The unidentified female supervisor called McHugh a "stuffy old fart" in front of staff, moved his office to a windowless space, wouldn't provide him with an iPhone or tablet like she did for staff younger than 40 and passed him over for promotions even though he says he was more senior and qualified, the lawsuit said.
Disney Cruise Line said in a statement that the claims in the lawsuit are without merit and "we will respond to them in court." The Florida-headquartered cruise line is a subsidiary of The Walt Disney Co. and operates four ships.
McHugh's attorney, John Zielinksi, said they wouldn't comment for the time as the lawsuit is being litigated. The lawsuit doesn't say how old the supervisor or McHugh were, other than McHugh was older than 40 and the manager was younger than 40. Zielinski didn't respond to an email asking his client's age.
Experts in workplace law say it's uncommon for a female manager to be accused of sex discrimination against a male underling and creating a hostile workplace.
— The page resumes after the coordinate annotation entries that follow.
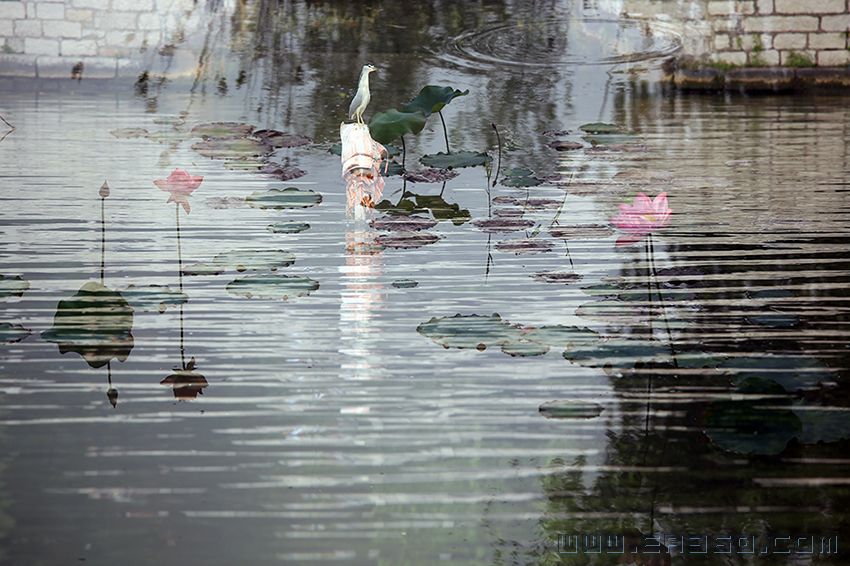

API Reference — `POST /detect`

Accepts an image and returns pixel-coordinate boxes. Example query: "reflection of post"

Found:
[339,227,383,379]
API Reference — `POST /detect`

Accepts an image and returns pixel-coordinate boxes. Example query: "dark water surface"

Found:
[0,2,850,565]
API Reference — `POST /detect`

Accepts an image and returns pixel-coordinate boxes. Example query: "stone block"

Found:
[41,20,83,39]
[24,37,59,57]
[0,2,27,20]
[744,16,819,33]
[773,33,808,49]
[35,2,65,20]
[0,53,36,78]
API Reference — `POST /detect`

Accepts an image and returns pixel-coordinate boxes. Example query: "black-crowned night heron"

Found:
[348,65,377,124]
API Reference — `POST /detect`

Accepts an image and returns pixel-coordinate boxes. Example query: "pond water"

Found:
[0,2,850,565]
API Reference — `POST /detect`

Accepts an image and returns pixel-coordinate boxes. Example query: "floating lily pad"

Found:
[226,273,319,300]
[579,122,625,134]
[122,285,189,312]
[549,224,614,240]
[267,222,310,234]
[401,85,469,118]
[502,167,543,187]
[369,109,428,144]
[183,263,225,276]
[258,163,307,181]
[0,322,32,344]
[0,275,30,297]
[192,138,269,161]
[502,340,549,358]
[192,122,254,139]
[538,400,604,419]
[41,281,133,368]
[369,216,437,232]
[375,232,440,249]
[404,169,458,183]
[419,151,490,169]
[109,128,148,140]
[533,271,581,284]
[496,240,553,254]
[252,130,313,148]
[213,249,295,271]
[416,314,522,350]
[473,218,534,232]
[245,187,322,209]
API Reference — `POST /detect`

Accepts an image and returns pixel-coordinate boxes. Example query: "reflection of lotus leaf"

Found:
[401,85,469,117]
[41,281,133,368]
[267,222,310,234]
[192,138,269,161]
[227,273,319,300]
[192,122,254,139]
[0,275,30,297]
[369,108,425,144]
[122,285,189,312]
[416,314,522,350]
[0,322,32,344]
[718,355,837,393]
[419,151,490,169]
[579,122,624,134]
[159,369,209,400]
[539,400,604,419]
[245,187,322,209]
[706,401,802,455]
[213,249,295,271]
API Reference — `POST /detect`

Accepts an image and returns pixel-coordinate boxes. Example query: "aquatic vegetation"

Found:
[0,322,32,344]
[266,222,310,234]
[611,193,673,246]
[226,273,319,300]
[153,169,204,214]
[41,281,133,368]
[0,274,30,298]
[245,187,322,209]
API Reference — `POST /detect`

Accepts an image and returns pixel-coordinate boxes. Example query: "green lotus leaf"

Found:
[419,151,490,169]
[245,187,322,209]
[369,108,425,144]
[226,273,319,300]
[401,85,469,118]
[41,281,133,368]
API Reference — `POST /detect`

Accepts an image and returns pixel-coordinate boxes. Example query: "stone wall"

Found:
[0,0,203,78]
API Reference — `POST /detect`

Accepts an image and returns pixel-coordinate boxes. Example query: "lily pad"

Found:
[226,273,319,300]
[401,85,469,118]
[416,314,522,350]
[375,232,440,249]
[0,275,30,297]
[369,216,437,232]
[419,151,490,169]
[579,122,625,134]
[266,222,310,234]
[41,281,133,368]
[122,285,189,312]
[187,122,254,139]
[473,218,534,232]
[213,249,295,271]
[538,400,604,419]
[252,130,313,148]
[0,322,32,344]
[192,138,269,161]
[369,108,425,144]
[496,239,553,254]
[245,187,322,209]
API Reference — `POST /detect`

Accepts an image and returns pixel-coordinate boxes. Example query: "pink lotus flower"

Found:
[611,193,673,246]
[153,169,204,214]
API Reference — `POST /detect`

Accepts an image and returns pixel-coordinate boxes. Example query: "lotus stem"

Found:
[437,110,452,153]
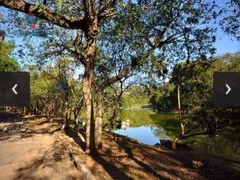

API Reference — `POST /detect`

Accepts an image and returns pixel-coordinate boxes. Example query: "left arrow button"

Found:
[12,84,17,95]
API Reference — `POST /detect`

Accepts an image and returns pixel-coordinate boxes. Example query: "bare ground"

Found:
[0,114,240,180]
[0,112,83,180]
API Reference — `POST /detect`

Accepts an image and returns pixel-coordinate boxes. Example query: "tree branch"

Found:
[0,0,85,30]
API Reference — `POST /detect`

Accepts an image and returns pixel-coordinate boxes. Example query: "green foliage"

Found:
[0,41,20,72]
[122,86,150,108]
[157,52,240,138]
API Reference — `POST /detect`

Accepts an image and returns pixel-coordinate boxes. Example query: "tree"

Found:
[0,0,216,152]
[159,53,240,146]
[0,38,20,72]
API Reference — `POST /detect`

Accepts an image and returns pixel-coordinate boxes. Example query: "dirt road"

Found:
[0,113,84,180]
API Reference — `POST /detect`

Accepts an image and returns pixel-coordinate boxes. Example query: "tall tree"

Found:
[0,0,216,152]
The vast majority of cases are brought by women.
Rebecca Pontikes, an employment lawyer in Boston, said it is "rare to have this exact scenario."
"It's not rare to have a sexual harassment scenario with male harassed for being gay or a transgender man," Pontikes said in an email. "It's also not unheard of to have a case with male on male sexual harassment where you have this sort of behavior among men."
The law protects workers against discrimination because of their sex, said Stephanie Bornstein, a law professor at the University of Florida.
"That means, if a man believes he was discriminated against or experienced a hostile work environment because he is a man, he can allege sex discrimination," Bornstein said in an email. "'Because of sex' also includes 'because of gender stereotypes' — meaning feminine or masculine dress or behavior."
Complaints of age discrimination have become more common as the workforce has gotten grayer with the aging of Baby Boomers, both Pontikes and Bornstein said. Federal law protects workers age 40 and older from discrimination.
In the complaint, McHugh, a labor analyst who had worked at Disney for 18 years until he was fired last year, said all of the top executives and senior managers in the division he worked in were female and didn't reflect the gender makeup of the division's workforce. Starting two years ago, his female senior manager bragged about the married men she had slept with in order to embarrass McHugh and said she booked "sex rooms" on Disney Cruise ships where she would "entertain" partners, according to the lawsuit.
"Further, the senior manager sought to embarrass plaintiff by sharing with the plaintiff the various sex acts that she participated in with her many partners," the lawsuit said.
The lawsuit also claims the manager stole drugs McHugh took for attention deficit disorder and anxiety. McHugh said he was fired last year after complaining about his manager's behavior to the human resources department. The given reason for his dismissal was using illegal substances. He was replaced by a younger woman, and every leader on his work team over age 40 was "either systematically terminated or resigned" during the manager's tenure, according to the lawsuit.
Employment discrimination cases, more often than not, don't make it to a jury. They are either settled or dismissed on a procedural motion, Bornstein said.
If McHugh's case reaches a jury, he may have a greater challenge than a female plaintiff.
"Of course, because it is less common, it may be harder for a male employee to convince a jury or judge that what he experienced was caused by discrimination based on his sex or gender, rather than caused by some other reason, simply because it is a less common occurrence," Bornstein said.